I don't like dining alone, it is only fractionally worse than dining with other people, so I was not in the best of moods when a spotty faced youth directed me to a table set for two, and gestured for me to take a seat. "How was your day?" he enquired with all of the heartfelt interest of a badly programmed robot. "You'll be able to see the big screen from here" he muttered. He was of course quite right, I could see the big screen....provided I turned my head 180 degrees away from the table.
Avoiding the supplementary questions when ordering in a "US style" restaurants was something I'd trained for during my time living in the US and I was able to successfully order a regular slab of original baby back ribs, coleslaw and a loaded baked potato. So no need to be asked any other questions.....which usually does not prevent the traditional up sell from the waitstaff but fortunately not here. (I feared the worst having ordered a Redback and being asked if I wanted a Redback Mild.)
I tried to look invisible as I settled into Danny Baker's wonderful autobiography on my Kindle. "Sorry mate" :?: I heard and wondered who on earth was being addressed. It was me. :shock: The waitress was addressing me. She plonked some "complimentary bread" onto the table. "Sorry mate" echoed through my mind as I settled back into my book.
"Sorry mate" I heard again, we have run out of original ribs. I briefly pondered questioning how such a thing had happened less than 5 minutes after opening, but stunned by the waitresses mode of address I meekly accepted the St Louis ribs as an alternative.
"Sorry mate".
"Ah that must be me the waitress is talking to" I thought.
My meal was delivered gracelessly to my table. A regular slab of St Louis Ribs, coleslaw and........broccoli. "Ah" I said "I ordered the baked potato"

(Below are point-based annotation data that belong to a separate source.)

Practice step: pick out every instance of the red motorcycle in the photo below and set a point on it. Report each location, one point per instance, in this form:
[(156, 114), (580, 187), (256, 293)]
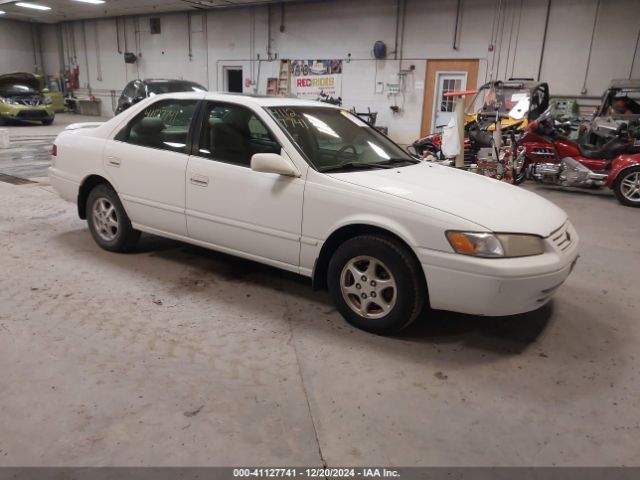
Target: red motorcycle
[(547, 156)]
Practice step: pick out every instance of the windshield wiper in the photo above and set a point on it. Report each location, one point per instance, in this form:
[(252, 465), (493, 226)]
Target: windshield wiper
[(395, 161), (349, 165)]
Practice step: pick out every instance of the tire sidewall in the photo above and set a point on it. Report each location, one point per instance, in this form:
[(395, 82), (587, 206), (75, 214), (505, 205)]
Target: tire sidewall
[(617, 187), (409, 290), (124, 225)]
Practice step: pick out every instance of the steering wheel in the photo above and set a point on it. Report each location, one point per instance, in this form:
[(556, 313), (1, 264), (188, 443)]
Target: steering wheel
[(340, 152)]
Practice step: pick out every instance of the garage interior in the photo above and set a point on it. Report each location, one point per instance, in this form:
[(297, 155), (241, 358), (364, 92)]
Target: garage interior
[(174, 355)]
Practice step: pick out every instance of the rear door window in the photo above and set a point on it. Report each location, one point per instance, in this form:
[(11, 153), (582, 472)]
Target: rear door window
[(163, 125)]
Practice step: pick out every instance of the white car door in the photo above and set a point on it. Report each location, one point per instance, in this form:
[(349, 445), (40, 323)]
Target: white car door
[(232, 207), (146, 163)]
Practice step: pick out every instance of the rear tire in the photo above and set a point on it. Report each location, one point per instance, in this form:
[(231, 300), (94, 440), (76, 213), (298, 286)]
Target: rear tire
[(108, 222), (627, 187), (376, 284)]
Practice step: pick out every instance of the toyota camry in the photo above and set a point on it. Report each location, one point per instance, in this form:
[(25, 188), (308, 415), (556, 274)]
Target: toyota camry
[(311, 188)]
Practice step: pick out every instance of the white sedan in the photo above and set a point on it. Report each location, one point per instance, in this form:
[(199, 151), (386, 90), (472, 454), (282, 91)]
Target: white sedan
[(312, 189)]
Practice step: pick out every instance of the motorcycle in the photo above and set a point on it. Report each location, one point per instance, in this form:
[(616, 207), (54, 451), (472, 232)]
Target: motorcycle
[(481, 154), (546, 156)]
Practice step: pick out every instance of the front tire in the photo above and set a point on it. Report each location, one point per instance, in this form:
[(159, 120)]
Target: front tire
[(108, 222), (627, 187), (518, 178), (376, 284)]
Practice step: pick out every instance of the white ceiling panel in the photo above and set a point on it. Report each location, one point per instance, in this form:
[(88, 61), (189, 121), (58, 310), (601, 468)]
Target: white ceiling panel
[(65, 10)]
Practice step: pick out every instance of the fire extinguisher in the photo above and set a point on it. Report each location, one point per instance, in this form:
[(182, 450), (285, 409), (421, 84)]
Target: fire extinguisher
[(75, 77)]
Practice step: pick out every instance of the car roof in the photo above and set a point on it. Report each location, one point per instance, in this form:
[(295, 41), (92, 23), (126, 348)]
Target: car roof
[(625, 83), (248, 99), (167, 80)]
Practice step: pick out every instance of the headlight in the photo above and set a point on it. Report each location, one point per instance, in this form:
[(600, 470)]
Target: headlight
[(495, 245)]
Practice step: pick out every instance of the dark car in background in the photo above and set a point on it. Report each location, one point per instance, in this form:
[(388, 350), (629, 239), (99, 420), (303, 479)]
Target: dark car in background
[(22, 98), (620, 105), (137, 90)]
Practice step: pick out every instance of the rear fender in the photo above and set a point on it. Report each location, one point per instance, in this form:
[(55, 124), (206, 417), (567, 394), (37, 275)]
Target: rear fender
[(619, 164)]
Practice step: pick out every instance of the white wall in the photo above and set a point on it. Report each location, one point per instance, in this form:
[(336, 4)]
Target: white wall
[(16, 47), (335, 29)]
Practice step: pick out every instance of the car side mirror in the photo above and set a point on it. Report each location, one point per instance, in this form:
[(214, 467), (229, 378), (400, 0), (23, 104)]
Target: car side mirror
[(273, 163), (413, 151)]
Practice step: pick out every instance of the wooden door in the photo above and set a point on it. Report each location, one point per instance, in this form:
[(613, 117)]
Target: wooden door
[(436, 68)]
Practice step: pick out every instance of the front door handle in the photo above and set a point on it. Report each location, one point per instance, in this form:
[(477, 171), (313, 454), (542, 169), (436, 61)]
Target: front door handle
[(113, 161), (199, 180)]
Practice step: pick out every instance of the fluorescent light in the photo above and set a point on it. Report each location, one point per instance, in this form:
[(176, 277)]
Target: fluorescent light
[(35, 6)]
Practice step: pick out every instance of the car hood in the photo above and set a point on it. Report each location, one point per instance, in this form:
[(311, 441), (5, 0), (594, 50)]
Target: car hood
[(29, 79), (494, 205), (81, 125)]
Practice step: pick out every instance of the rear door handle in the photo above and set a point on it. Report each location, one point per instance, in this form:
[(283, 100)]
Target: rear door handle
[(113, 161), (199, 180)]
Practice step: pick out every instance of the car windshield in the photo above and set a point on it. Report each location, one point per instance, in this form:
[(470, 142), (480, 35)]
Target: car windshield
[(336, 140), (16, 89), (157, 88), (510, 101), (623, 102)]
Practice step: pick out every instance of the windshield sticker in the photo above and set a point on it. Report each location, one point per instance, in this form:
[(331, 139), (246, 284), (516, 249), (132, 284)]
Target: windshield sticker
[(355, 119), (289, 117)]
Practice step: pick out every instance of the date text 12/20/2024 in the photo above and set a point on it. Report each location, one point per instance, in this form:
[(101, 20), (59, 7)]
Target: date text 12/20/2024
[(316, 472)]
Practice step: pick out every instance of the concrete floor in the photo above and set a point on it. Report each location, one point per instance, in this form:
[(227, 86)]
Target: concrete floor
[(174, 355)]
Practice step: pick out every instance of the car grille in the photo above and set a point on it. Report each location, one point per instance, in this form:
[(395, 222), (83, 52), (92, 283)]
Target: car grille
[(28, 100), (32, 114), (563, 237)]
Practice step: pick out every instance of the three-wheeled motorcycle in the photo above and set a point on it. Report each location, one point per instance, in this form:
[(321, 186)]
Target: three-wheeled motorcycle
[(546, 155)]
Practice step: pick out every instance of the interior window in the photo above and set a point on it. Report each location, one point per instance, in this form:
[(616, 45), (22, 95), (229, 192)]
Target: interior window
[(129, 90), (233, 134), (164, 125)]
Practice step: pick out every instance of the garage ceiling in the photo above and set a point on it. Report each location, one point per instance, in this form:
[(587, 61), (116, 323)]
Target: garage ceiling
[(64, 10)]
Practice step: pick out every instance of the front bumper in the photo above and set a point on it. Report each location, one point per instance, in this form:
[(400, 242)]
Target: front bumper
[(499, 287)]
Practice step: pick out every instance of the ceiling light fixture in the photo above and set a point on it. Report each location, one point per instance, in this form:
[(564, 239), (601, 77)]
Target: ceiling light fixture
[(34, 6)]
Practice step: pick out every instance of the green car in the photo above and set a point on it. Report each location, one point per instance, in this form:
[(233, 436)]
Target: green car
[(21, 98)]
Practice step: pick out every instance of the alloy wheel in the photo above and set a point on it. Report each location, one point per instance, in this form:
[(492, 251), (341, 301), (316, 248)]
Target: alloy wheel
[(105, 219), (368, 287), (630, 187)]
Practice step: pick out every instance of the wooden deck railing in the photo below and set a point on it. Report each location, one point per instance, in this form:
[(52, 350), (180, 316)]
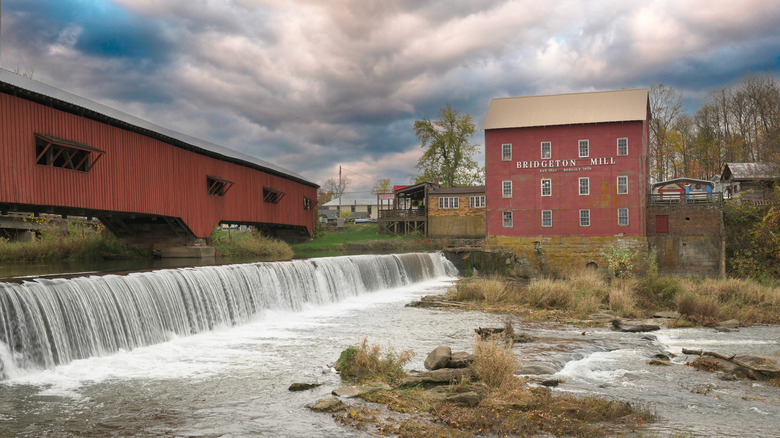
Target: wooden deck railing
[(409, 214), (684, 199)]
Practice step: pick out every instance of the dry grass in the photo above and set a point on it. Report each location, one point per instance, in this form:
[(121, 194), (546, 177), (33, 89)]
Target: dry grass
[(743, 299), (494, 363), (622, 298), (490, 290), (581, 292), (252, 244), (369, 362)]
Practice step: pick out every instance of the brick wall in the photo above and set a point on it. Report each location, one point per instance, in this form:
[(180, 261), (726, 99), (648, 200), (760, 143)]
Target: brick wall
[(561, 254)]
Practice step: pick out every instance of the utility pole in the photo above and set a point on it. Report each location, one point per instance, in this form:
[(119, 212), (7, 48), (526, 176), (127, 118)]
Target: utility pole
[(341, 191)]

"Sorry mate, I'll bring it out to you."
In, what seemed like, seconds I heard "Sorry mate" as a baked potato with butter was placed before me. "Ah" I said "it was a loaded baked potato.
"Sorry mate, I wont be a minute"
"Sorry mate"
The additional bits and pieces were delivered to turn my baked potato into one of a loaded variety.

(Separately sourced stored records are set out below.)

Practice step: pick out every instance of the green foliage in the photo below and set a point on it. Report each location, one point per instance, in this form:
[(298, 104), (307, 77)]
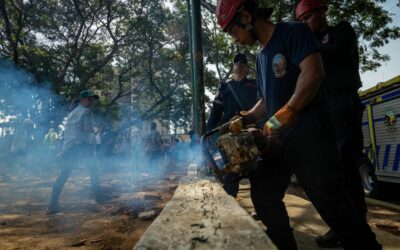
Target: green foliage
[(136, 52)]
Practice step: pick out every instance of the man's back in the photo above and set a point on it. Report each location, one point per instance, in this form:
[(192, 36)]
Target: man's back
[(74, 132)]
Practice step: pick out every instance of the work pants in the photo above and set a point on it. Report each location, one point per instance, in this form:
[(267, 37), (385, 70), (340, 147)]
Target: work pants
[(347, 111), (70, 159), (309, 152)]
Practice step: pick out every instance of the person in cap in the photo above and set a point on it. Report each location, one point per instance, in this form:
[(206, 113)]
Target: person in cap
[(238, 94), (78, 147), (339, 51), (289, 75)]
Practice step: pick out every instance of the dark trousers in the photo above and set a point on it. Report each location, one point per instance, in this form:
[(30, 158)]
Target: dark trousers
[(309, 152), (347, 111), (80, 153), (231, 183)]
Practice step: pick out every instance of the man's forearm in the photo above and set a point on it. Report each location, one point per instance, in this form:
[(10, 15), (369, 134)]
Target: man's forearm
[(259, 110), (308, 82)]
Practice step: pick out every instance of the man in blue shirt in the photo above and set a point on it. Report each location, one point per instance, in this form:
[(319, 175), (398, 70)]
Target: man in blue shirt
[(339, 51), (78, 147), (289, 75), (232, 97)]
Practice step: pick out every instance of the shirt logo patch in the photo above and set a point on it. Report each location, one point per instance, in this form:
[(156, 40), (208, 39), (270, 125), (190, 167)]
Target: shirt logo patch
[(279, 65), (325, 39)]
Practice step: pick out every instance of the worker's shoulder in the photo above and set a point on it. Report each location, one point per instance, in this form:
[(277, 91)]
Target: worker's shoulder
[(343, 27)]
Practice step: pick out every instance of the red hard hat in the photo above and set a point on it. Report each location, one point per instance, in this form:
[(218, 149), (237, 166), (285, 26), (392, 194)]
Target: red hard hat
[(226, 11), (308, 5)]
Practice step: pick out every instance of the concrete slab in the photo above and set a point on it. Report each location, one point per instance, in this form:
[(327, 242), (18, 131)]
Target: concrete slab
[(201, 215)]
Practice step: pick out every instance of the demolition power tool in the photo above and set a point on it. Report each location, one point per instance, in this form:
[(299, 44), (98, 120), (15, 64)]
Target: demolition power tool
[(239, 151)]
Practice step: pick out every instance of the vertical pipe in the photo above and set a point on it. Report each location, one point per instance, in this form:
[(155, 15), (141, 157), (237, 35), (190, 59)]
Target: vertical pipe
[(197, 69), (191, 61)]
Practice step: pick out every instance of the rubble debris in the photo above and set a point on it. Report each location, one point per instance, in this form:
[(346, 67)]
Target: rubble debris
[(200, 225), (85, 242), (147, 215), (200, 239), (151, 197)]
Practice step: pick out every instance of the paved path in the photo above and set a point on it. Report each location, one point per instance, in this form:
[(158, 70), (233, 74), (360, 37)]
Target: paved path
[(307, 223)]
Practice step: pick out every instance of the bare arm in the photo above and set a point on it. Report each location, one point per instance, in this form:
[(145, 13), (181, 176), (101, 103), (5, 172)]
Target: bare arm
[(308, 82)]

At this stage I was delighted to be advised that I would not be charged for the broccoli. :shock:
One more Redback later and my meal was finished.
"Sorry Sir" I sat motionless assuming the waitress was addressing someone else......but it was me. "Would you like to see the dessert menu?"

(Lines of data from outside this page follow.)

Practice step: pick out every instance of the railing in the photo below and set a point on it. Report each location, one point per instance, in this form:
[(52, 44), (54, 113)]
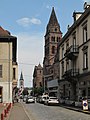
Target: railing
[(71, 73)]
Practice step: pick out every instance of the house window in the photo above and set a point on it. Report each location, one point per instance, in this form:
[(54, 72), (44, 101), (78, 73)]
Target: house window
[(67, 45), (62, 68), (0, 71), (85, 34), (53, 39), (14, 73), (63, 52), (85, 60), (53, 49), (67, 64)]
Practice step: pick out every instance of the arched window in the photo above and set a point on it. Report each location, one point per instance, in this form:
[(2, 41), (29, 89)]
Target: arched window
[(53, 49)]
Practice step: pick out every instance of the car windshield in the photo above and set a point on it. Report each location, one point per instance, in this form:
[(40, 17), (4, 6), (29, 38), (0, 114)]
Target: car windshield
[(30, 97), (52, 98)]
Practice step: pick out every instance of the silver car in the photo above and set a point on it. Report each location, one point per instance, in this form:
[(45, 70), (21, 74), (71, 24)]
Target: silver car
[(30, 99)]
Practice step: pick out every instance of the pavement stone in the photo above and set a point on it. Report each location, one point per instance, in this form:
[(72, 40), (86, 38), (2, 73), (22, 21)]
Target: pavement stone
[(18, 113)]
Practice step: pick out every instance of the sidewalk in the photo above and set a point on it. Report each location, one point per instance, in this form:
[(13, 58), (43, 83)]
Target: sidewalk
[(18, 113), (75, 109)]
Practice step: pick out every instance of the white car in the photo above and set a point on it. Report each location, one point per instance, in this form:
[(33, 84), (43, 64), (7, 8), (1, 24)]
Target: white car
[(52, 101), (43, 98), (30, 99)]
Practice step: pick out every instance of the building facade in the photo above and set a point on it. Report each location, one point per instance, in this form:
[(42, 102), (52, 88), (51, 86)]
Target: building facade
[(8, 65), (52, 38), (38, 76), (74, 58)]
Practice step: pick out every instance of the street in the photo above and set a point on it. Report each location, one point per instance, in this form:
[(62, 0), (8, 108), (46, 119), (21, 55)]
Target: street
[(39, 111)]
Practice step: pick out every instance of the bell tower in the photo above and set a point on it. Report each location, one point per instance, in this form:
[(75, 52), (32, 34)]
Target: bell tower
[(52, 38), (21, 82)]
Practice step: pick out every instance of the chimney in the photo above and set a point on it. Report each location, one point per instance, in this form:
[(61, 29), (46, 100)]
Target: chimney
[(76, 15)]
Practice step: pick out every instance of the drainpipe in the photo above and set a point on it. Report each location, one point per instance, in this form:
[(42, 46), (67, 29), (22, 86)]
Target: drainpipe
[(9, 71)]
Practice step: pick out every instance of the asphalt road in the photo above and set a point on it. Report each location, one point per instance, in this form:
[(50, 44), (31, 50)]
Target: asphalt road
[(42, 112)]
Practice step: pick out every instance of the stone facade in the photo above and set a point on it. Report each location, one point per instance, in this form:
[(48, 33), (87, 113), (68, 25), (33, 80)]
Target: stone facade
[(8, 53), (38, 76), (51, 64), (74, 57)]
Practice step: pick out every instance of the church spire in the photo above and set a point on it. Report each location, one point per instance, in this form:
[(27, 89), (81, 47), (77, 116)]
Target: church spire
[(53, 25), (21, 76), (53, 19)]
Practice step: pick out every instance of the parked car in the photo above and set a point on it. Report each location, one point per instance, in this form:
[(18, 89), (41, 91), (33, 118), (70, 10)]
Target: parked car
[(51, 101), (43, 98), (30, 99), (24, 98)]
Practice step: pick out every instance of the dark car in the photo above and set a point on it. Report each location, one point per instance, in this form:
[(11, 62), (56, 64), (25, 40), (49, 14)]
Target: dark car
[(30, 99)]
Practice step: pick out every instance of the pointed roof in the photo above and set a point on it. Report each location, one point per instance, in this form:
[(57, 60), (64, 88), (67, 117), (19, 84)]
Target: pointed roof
[(53, 19), (3, 33), (39, 66), (21, 76)]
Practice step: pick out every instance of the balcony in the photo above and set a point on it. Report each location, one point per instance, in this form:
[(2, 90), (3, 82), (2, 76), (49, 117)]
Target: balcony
[(72, 52), (71, 73)]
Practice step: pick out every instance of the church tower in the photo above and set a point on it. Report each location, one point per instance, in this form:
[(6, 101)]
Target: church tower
[(52, 38), (21, 84)]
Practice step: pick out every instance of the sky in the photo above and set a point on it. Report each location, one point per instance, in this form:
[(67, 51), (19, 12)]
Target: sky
[(27, 20)]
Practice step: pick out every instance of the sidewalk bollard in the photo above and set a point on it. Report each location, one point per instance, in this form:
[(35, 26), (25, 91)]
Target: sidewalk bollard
[(2, 116), (5, 113)]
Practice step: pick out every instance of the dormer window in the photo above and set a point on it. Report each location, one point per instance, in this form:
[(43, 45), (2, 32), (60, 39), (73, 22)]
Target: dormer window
[(85, 33), (55, 29)]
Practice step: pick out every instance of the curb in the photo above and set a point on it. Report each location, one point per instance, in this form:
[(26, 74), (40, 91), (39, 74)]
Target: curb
[(75, 109)]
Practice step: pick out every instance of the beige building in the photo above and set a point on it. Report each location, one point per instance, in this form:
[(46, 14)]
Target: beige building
[(8, 65), (38, 76), (74, 58), (51, 62)]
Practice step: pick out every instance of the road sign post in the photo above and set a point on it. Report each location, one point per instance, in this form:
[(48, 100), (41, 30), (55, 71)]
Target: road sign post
[(85, 104)]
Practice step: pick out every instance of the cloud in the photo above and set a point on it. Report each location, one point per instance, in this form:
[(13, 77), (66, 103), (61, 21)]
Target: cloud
[(35, 21), (25, 22), (48, 7)]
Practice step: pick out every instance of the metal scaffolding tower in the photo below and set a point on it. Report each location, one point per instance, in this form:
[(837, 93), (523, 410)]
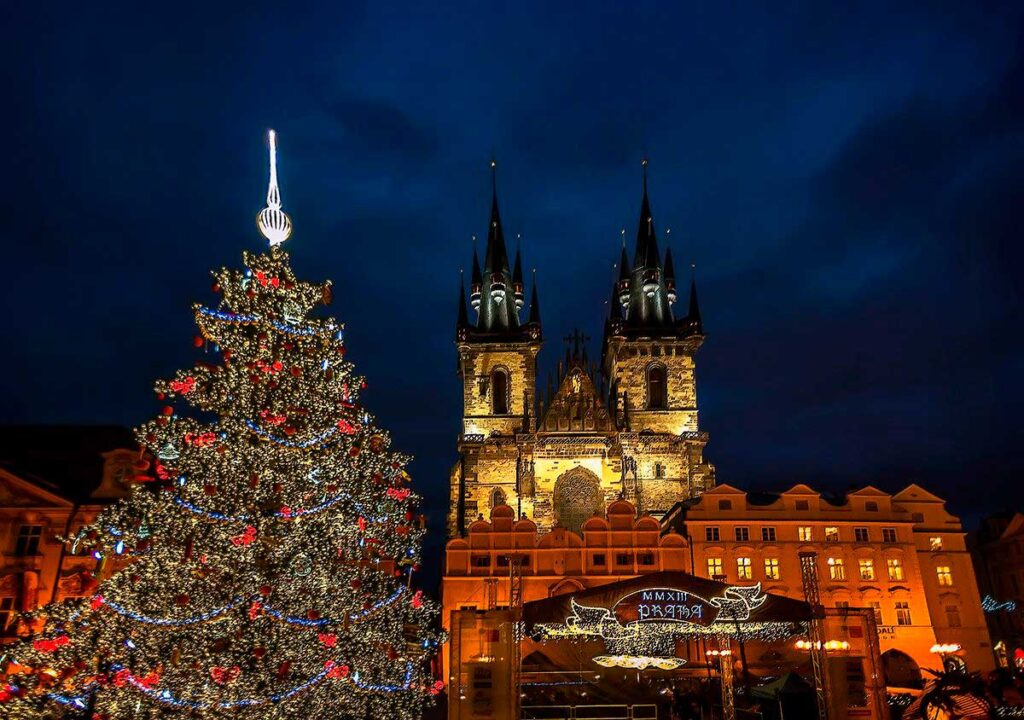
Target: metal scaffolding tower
[(815, 630), (515, 604)]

"No thank you" I replied " Could I get the bill please?"
"Sorry mate" (I was now screaming inside) "Here is your bill"
Well at least the bill seemed to be correct. A young chap collected my bill with my credit card and fortunately delivered the necessary paperwork back quickly for me to sign.
As one grows older time seems to speed up..........and that hour in Tony Roma's in Perth is yet another one I will never be able to reclaim.